The main difference with our landmark approach is that we are interested in the dynamic prediction P(in state S at time t hor | covariate X, history at time s). A generalization that includes both perspectives is to let both t hor and the landmark time-point s vary.

A technical difference is that we derive the prediction by fitting a simple Cox model on the interval (s, t hor ) to obtain an estimate of the survival up to t hor . This circumvents the censoring problem that inspired the pseudo-values of Andersen and Klein, but could be biased if there is much censoring between s and t hor .

The main limitation of the approach is that it can only handle survival type data, that is data with a single absorbing state. A next step would be to develop a similar approach for competing risk data. Klein and Andersen (2005) apply the pseudo-value approach to competing risk data to obtain simple estimates of the cumulative incidence functions, comparable to the estimates coming from the models of Fine and Gray (1989) based on the modeling the sub-distribution hazard. Scheike et al. (2008) give methodology for directly estimating the cumulative incidence functions by binomial models. However it is not quite clear how to define and estimate dynamic cumulative incidence functions. Of course it is always possible to define landmark sets and to estimate landmark specific cumulative incidence functions, but it is not yet clear how different landmark models could be combined into one (pseudo) model as used in this paper.

The big advantage of the landmark approach is that it can easily incorporate any type of information about the patients history. Multi-state models as used in Sect. 4 can only be used to obtain predictions given the current state in the model. In the ALL example, it could not pool patients with no-PR with patients with past-PR while this was easily done in the landmark model, which can handle any type of time-dependent covariate without modeling the dynamics of the process itself.

Another advantage of the landmark approach is the sparseness of the model. It only has to estimate a few parameters and a single baseline hazard, while the multi-state model has much more parameters, which could lead to serious over-fitting.
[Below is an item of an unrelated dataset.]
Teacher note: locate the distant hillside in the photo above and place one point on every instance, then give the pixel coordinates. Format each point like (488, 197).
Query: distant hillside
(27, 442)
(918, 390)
The implication is that it has a similar simplicity as the direct models of Klein and Andersen (2005) and Scheike and Zhang (2007).

A final caveat is that one might be tempted to use prediction formula (10) for all s < t ≤ t hor . Such a prediction might be biased if in the landmark data set the effect of the last observed covariate X(s) is time-varying, that is β(t|s) ≠ β(s) for some s < tt hor . It would be better to create a new data set with a different horizon. Ultimately, this would lead to data-sets truncated at t LM = s and administratively censored at t hor that are used to “predict from t LM = s to t hor ”. For each prediction problem we can fit simple PH models with coefficients β(t LM , t hor ) and baseline hazard h 0(t|t LM , t hor ). The challenge would be to develop methodology that allows a smooth dependence of both the coefficients β(t LM , t hor ) and the baseline hazard h 0(t|t LM , t hor ) on the pair (t LM , t hor ).

The caveat above is especially relevant in case of time-dependent covariates. Since the landmark approach as applied here can only use the current value of the time-dependent covariate X(s) it can be expected that its effect will decrease over time. Potential biases in the predictive probabilities can be avoided by using joint models for the time-dependent covariate and the survival hazard. However, any lack of fit of such models could lead to similar biases.

6 6 Software

The mstate software is available as an R package on www.msbi.nl/multistate. Macro's for dynamic predicting using landmarking as well as the data used in this paper can also be found on this website.